BLEEDING
—of horses is a simple and easy operation, hitherto performed with an instrument called a fleam, which being steadily supported over the neck vein (about five inches below the superior process of the jaw-bone) is forcibly struck with what is professionally termed a bloodstick, turned out of the wood called lignum vitæ, as being sufficiently heavy to insure weight and certainty to the blow: the blade of the fleam is supported by a shoulder, to prevent the incision's being made beyond the depth of safety: the use of the line round the lower part of the neck, previous to the operation, is now greatly out of use; although it is certainly a means of keeping the vein firm from fluctuation, and of course a very proper guide, particularly for young practitioners. Of late years this mode of operating has greatly declined, particularly with veterinarians of the new school, the most expert of whom adopt the use of the lancet, and are introducing it to general practice; and, although the neatness of the operation must be candidly admitted, yet, with high spirited, shy, unruly horses, (where there is a chance of the point of the lancet's being broken in the orifice,) a doubt naturally arises, whether, in such cases, the former method is not both the least troublesome and least dangerous of the two.

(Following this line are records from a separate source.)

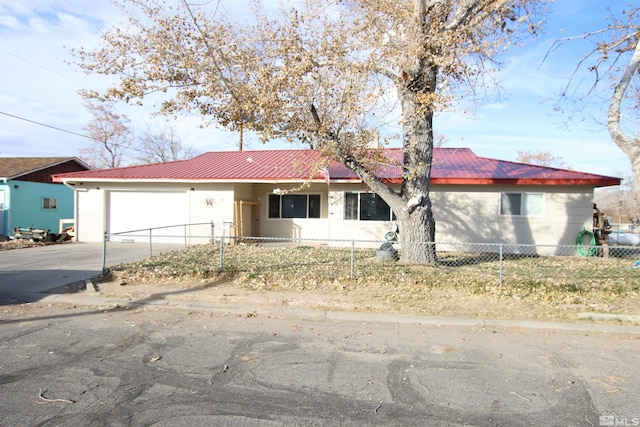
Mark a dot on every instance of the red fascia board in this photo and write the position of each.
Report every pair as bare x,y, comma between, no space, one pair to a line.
593,182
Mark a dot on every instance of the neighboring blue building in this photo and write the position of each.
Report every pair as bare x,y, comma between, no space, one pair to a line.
28,196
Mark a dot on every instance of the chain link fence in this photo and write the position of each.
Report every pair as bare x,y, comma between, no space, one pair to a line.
490,264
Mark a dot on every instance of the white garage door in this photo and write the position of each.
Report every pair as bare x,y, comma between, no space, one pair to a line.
129,211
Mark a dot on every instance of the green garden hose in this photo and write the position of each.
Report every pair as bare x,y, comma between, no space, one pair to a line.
591,250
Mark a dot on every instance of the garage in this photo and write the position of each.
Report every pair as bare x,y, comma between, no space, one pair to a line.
133,210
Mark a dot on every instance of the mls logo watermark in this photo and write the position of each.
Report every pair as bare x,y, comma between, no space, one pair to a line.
610,420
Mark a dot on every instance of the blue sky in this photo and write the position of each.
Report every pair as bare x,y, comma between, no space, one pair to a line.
37,84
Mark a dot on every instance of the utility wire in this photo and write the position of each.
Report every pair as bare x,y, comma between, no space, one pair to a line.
45,125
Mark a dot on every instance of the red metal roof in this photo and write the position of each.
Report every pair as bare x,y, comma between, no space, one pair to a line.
450,166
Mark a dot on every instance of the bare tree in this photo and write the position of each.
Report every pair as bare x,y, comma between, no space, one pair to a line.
162,145
111,137
615,57
541,158
327,74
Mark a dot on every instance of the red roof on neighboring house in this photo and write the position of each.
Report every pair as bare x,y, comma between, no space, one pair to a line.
450,166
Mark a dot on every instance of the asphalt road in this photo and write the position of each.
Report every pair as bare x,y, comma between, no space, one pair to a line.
76,365
27,274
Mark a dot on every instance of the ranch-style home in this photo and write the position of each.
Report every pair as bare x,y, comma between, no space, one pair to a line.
243,193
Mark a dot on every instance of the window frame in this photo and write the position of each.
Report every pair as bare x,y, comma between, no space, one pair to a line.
310,199
522,209
47,202
357,204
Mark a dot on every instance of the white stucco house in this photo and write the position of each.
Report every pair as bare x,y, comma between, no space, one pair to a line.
475,199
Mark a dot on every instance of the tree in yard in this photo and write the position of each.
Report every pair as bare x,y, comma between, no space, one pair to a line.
162,145
111,138
541,158
327,74
615,56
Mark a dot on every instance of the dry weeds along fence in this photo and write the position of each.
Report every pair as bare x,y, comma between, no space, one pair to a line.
516,271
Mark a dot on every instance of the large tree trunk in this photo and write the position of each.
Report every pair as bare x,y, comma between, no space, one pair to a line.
417,225
630,145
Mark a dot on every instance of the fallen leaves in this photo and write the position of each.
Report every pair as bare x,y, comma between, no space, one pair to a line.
542,286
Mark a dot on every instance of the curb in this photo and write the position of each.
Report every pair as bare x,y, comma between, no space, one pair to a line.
95,299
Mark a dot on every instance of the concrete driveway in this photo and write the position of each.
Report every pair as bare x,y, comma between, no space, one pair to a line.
25,274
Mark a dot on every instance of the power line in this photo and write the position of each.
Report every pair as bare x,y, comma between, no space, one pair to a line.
45,125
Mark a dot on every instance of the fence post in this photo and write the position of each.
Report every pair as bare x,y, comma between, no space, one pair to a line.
353,256
501,259
104,253
221,246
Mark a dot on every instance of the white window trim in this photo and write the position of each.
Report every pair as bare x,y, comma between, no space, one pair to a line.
49,208
359,219
289,219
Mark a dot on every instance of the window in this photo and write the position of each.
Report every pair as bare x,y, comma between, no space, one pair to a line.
294,206
366,207
49,204
522,204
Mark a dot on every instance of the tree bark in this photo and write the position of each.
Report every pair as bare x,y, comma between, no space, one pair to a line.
416,222
629,145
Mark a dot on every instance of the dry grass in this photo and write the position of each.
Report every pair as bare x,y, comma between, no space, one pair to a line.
532,287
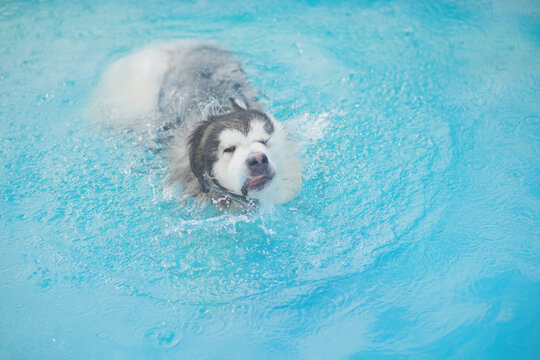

The consistency and propriety of BLEEDING upon slight or moderate occasions, has always been matter of cavil and capricious controversy with those whose cynical rigidity, and restless spirit, ever prompts them to take even the wrong side of any argument, (however absurd and ridiculous,) rather than want a cause to carp at; but with those possessing the power of scientific disquisition, and practical professional knowledge, such fallacious and ill-founded reasoning must fall to the ground. Its utility, upon the attack of almost every disease to which the animal is subject, is now so generally admitted, that it stands in need of no additional corroboration from the more refined rays of constantly increasing improvement.
The quantity proper to be taken away at one time, in any case, may be from three to five pints; the latter only in such disorders as require plentiful depletion: in all cases of inflammation (particularly the lungs) frequent repetitions are to be justified, provided they follow not too fast upon each other; the lives of many horses have been preserved (particularly in those influenzas of late years called "the distemper") by four or five plentiful bleedings in so many days; and, vice versa, as great a number lost by a want of the same means. As blood is generated, and the unloaded vessels replenished, by the constant supply of aliment in health, or nutriment in disease, so little, or, in fact, no permanent injury can be sustained by leaning to the safe side, and taking away even too much, provided it be at different times, particularly when it is remembered, that the life of a valuable horse is very frequently lost by a too great pusillanimity and forbearance in the operation.